Is there a way to directly solve this matrix equation: $XAX^{T} = B$

Question

$X^{T}$ is the transpose of $X$. $A$ is a $n$ x $n$ matrix and $B$ is a $m$ x $m$ matrix, $m$ > $n$, both of them are known, $A$ is positive definitive and $B$ is symmetric. I would like to find $X$.

Answer 1

EDIT. Note that if $A$ is real symmetric $\geq 0$, then necessarily $B$ is real symmetric $\geq 0$ with $rank(B)\leq rank(A)$.

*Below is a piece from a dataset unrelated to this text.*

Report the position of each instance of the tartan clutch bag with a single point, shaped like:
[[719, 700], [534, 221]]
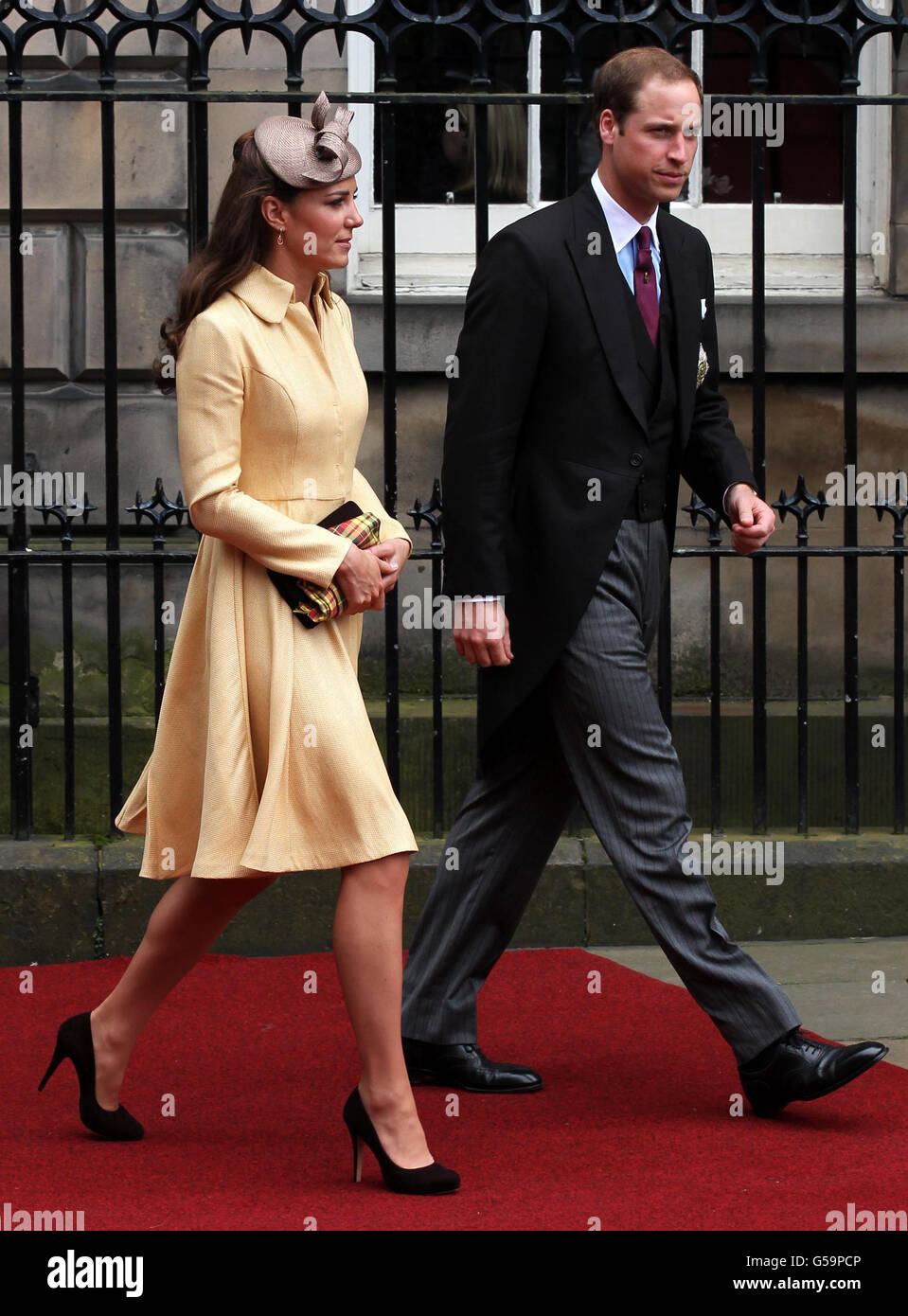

Thus we assume that $A,B$ are symmetric $\geq 0$ matrices that satisfy $rank(B)=r\leq rank(A)=s\leq n<m$. There are invertible matrices $P\in M_m,Q\in M_n$ s.t. $A=Qdiag(I_s,0_{n-s})Q^T,B=Pdiag(I_r,0_{m-r})P^T$and therefore $P^{-1}XQdiag(I_s,0)(P^{-1}XQ)^T=diag(I_r,0)$. Since we know $P,Q$, It suffices to find the $Y=P^{-1}XQ\in M_{m,n}$ s.t. $Ydiag(I_r,I_{s-r},0_{n-s})Y^T=diag(I_r,0_{s-r},0_{n-s},0_{m-n})$. With respect to the previous block matrices, let $Y=[Y_{i,j}],1\leq i\leq 4,1\leq j\leq 3$. By identification of the diagonal elements of RHS and LHS , $Y_{2,1}Y_{2,1}^T+Y_{2,2}Y_{2,2}^T=0$; that implies $Y_{2,1}=0,Y_{2,2}=0$. In the same way, $Y_{3,1}=0,Y_{3,2}=0$ and $Y_{4,1}=0,Y_{4,2}=0$. Finally $Y=\begin{pmatrix}Y_{1,1}&Y_{1,2}&Y_{1,3}\\0&0&Y_{2,3}\\0&0&Y_{3,3}\\0&0&Y_{4,3}\end{pmatrix}$ where $Y_{1,1}Y_{1,1}^T+Y_{1,2}Y_{1,2}^T=I_r$.